You can get lunch for under $8 a meal.

bigdinkel said:   You can get lunch for under $8 a meal.At Whole Foods?! Every time I go to the Whole Foods food bar (which I only do when on business travel), I try to get a reasonable amount of food. But the checkout insists that the food is $12+.

djtitati said:   Another option is that you can sign up your company card for a dining rewards program like United, Delta or Best Buy. These are all run by one parent company, so you have to pick one. Then, you can look up restaurants in the area you'll be in and find which participate. You get points for every dollar you spend (on your company card!) which eventually lead to rewards. It's a bit of work to remember to look up and find a participating restaurant while traveling, but if you're committed you can do it. These are often local restaurants that you wouldn't think of going to. This can be good and bad. Also, sometimes you can double dip and use a restaurant.com certificate and then get the points on the back end. Voila, you've just earned free beers after a hard day's work and also some airline miles.

BB has restaurant partner program attached to their rewards zone program. I'd look into that if I had to eat at sit down places. The points can rack up and you would get BB certs.

BB also has several other partners you may be interested in such as
La Quinta hotels
"Get 750 Reward Zone« points for each stay at any La Quinta« Inns & Suites."

250 points get you $5 BB cert.

So with dining rewards programs like idine or the best buy one I'd have to link the company credit card with the transaction correct? Not 100% the company would be ok with linking the card to something like that but I think I'll look into it. I assume there wouldn't be any changes to the billing statement or anything?

PrincipalMember said:   watchtower7 said:   
Panera gives quite a bit back on their program. I highly recommend it.


Can you elaborate on this one? I am signed up for their card but I hardly get anything. When companies have this program where they kind of say, "use our rewards card - we will throw you a bone when we feel like it", you know that you are probably not getting much unless you eat there everyday.

I spent the summer in Del Mar, ate oatmeal everyday for breakfast, got all kinds of free coffee/deserts/seems like soup as well. I am guessing in the 5% Cash Back area.

bigdinkel said: You can get lunch for under $8 a meal.At Whole Foods?! Every time I go to the Whole Foods food bar (which I only do when on business travel), I try to get a reasonable amount of food.

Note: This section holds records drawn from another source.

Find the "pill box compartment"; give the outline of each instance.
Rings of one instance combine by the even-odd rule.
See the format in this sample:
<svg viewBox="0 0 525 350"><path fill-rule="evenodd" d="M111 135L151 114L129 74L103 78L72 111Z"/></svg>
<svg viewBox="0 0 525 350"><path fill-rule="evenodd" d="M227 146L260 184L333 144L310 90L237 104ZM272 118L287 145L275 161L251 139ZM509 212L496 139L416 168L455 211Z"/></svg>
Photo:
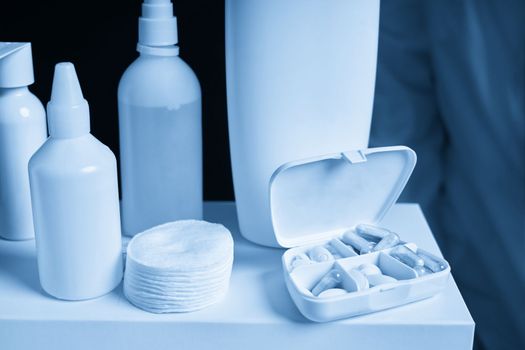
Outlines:
<svg viewBox="0 0 525 350"><path fill-rule="evenodd" d="M359 224L377 224L396 202L416 163L404 146L370 148L293 161L279 167L270 180L272 223L278 243L288 249L282 258L286 286L299 311L308 319L326 322L363 315L422 300L442 291L450 275L441 271L418 276L410 266L390 255L393 248L313 262L292 268L293 259ZM402 232L398 232L402 238ZM421 252L415 243L400 242ZM424 251L423 251L424 252ZM394 277L392 283L355 291L348 271L363 264L377 265ZM311 290L329 271L339 271L342 295L320 297Z"/></svg>
<svg viewBox="0 0 525 350"><path fill-rule="evenodd" d="M418 277L414 269L388 254L392 248L333 261L314 262L292 269L292 259L314 246L289 249L283 255L288 291L301 313L312 321L326 322L363 315L432 297L445 288L450 274L448 263L435 257L443 262L445 269ZM415 244L406 246L417 250ZM355 281L348 271L363 264L377 265L384 275L397 281L355 291ZM341 273L342 287L349 292L331 297L314 296L312 288L331 270Z"/></svg>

But the checkout insists that the food is $12+.

My whole foods in louisville has chicken and 2 sides for $8 or salmon and 2 sides for $10. When I used to eat a gigantic breakfast there (granola, yogurt, fresh fruit, coffee and a smoothie) it was $15, I feel your pain.

jacksodw said:   So with dining rewards programs like idine or the best buy one I'd have to link the company credit card with the transaction correct? Not 100% the company would be ok with linking the card to something like that but I think I'll look into it. I assume there wouldn't be any changes to the billing statement or anything?

The company would have no idea. Completely third party. All communications will goto your whatever contact info you provide.